It is a topic most of us tiptoe around or even avoid talking about altogether. But for some women, it is a traumatic experience that they have to live with for the rest of their lives.
Last Saturday was International Day of Zero Tolerance for Female Genital Mutilation (FGM), which offers a rare chance to highlight this barbaric procedure. The figures are shocking. According to the latest UN Children’s Fund report, it is estimated that at least 200 million girls and women alive today in 30 countries have undergone some form of FGM. And there are new victims every day.
I assumed it was a rare practice that occurred only in rural areas among the uneducated or unaware – until someone I had known for years, who was from a wealthy Egyptian family, told me that she was a victim of FGM when she was 8.
“It is just accepted as normal practice ... My mother had it done to her and my grandmother, great grandmother and other female relatives,” she says.
A mother of two teenagers, she says she is one of the “lucky ones” because she was able to have children, even though each birth had its own complication.
Besides the emotional, psychological and physical hurt, FGM can lead to health issues such as severe bleeding, regular infections, complications in childbirth and increased risk of newborn deaths.
“I do feel like a part of my womanhood was stolen from me and I was made to feel great shame throughout my life for being born a woman,” she says.
The small space allowed for this column can do no justice to this topic and this woman’s courage as she stood up to pressure and protected her own two daughters from FGM.
The practice has been illegal in Egypt since 2008, but despite the law, it has persisted.
“It needs to stop.

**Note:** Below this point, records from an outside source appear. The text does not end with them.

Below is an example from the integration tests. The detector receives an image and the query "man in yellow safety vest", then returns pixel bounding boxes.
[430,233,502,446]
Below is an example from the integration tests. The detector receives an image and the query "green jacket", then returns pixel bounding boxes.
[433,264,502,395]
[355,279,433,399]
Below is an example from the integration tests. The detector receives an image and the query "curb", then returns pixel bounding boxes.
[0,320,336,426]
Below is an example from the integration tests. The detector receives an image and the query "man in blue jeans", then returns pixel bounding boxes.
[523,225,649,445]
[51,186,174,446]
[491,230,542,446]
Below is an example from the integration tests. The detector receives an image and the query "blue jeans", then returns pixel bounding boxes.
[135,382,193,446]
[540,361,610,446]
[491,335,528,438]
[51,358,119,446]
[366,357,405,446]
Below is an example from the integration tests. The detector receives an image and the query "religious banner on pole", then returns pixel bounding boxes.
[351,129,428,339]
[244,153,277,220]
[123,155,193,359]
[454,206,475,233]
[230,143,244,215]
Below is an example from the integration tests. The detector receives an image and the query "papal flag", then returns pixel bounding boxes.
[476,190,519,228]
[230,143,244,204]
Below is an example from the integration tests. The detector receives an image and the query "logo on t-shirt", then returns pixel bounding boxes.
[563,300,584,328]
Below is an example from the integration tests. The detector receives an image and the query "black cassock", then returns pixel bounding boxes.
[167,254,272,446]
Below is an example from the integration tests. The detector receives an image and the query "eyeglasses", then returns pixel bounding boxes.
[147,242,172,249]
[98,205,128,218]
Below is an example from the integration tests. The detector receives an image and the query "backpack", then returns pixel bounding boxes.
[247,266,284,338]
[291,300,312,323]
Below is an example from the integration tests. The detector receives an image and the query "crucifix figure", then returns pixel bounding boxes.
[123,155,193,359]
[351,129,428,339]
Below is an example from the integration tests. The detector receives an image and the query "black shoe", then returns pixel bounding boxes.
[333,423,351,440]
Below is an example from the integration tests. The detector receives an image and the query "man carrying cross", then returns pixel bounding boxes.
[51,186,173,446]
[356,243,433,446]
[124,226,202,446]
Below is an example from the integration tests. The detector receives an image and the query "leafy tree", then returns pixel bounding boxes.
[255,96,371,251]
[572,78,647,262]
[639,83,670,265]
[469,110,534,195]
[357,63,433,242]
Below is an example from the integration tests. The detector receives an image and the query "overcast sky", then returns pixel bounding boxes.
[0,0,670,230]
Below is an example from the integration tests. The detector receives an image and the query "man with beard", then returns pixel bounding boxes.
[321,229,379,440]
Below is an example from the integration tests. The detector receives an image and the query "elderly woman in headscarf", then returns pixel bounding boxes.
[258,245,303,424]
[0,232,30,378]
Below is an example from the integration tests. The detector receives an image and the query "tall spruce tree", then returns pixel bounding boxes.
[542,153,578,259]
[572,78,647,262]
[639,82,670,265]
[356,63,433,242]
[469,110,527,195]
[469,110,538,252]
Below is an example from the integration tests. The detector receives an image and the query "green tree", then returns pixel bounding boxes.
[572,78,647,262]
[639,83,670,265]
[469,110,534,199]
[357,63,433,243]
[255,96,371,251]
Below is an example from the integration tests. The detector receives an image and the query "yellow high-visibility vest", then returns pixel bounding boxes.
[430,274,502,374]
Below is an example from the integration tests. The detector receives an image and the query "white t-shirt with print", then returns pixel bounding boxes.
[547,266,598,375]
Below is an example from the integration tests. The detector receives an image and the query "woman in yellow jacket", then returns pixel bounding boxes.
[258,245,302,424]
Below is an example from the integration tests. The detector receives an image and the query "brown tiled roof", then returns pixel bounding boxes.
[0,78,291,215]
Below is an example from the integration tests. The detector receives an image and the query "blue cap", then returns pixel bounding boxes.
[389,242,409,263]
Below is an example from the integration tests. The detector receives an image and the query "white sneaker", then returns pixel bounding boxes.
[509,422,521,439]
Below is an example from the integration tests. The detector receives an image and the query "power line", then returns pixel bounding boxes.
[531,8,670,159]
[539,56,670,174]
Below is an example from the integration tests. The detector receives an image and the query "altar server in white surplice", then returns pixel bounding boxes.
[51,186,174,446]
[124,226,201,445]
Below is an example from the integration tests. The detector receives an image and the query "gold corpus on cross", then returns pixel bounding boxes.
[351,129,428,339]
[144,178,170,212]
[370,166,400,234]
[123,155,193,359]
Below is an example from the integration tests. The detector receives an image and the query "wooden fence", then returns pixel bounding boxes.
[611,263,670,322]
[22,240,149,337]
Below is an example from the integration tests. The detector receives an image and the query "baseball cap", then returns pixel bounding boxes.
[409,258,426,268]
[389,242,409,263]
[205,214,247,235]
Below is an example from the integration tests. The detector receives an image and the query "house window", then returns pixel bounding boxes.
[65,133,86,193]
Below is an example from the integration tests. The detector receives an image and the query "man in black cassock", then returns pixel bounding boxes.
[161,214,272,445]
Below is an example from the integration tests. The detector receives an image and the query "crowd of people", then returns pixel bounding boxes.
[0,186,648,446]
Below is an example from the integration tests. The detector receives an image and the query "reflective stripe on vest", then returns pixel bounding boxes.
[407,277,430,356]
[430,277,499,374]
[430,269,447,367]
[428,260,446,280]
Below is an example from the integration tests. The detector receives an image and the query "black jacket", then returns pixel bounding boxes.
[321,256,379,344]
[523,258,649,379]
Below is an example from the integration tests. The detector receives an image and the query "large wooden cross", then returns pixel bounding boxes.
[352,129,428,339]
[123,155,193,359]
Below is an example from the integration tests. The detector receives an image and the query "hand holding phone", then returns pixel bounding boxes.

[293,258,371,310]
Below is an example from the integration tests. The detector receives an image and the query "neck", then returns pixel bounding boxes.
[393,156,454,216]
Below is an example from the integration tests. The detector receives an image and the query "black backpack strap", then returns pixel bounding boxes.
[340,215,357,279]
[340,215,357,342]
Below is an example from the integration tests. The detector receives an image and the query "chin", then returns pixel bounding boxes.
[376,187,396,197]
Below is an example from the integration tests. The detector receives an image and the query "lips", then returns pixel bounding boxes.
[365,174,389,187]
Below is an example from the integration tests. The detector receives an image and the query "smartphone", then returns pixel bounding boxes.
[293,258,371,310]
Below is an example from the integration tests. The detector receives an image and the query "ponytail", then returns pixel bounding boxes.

It is a violation of rights, of privacy and of life. This horrible violent practice violates the meaning of life itself,” she says.
FGM comprises all procedures that involve altering or injuring the female genitalia for non-medical reasons and is recognised internationally as a violation of the human rights of girls and women. According to the UN report, half of the affected women are in three countries: Egypt, Ethiopia and Indonesia.
Last year, this topic was addressed in Omnia, a short film by Emirati filmmaker Amena Al Nowais that won the Best Picture award at Image Nation’s first Arab Film Studio Documentary competition. The subject of the film, Omnia Ibrahim, a 32-year-old Abu Dhabi resident from Egypt, attended the ceremony and faced the media to further discuss this topic. Imagine the amount of courage it took to first appear in this film and then answer questions about her life.
Nawal El Saadawi, the feminist, activist, doctor and writer, has written frankly about her own FGM and has been fighting for women’s rights for decades under a barrage of death threats and even spent time in jail for her beliefs and writings. This issue also needs more men fighting against it for it to finally stop.
“Never before has it been more urgent – or more possible – to end the practice of female genital mutilation, preventing immeasurable human suffering and boosting the power of women and girls to have a positive impact on our world,” said United Nations secretary general Ban Ki-moon.
Thankfully, there is progress. In some of the countries where it is prevalent, the authorities are clamping down on those who perform it. Slowly, through cooperation of the entire community, self-awareness by the families themselves and international efforts, it can be eradicated for ever.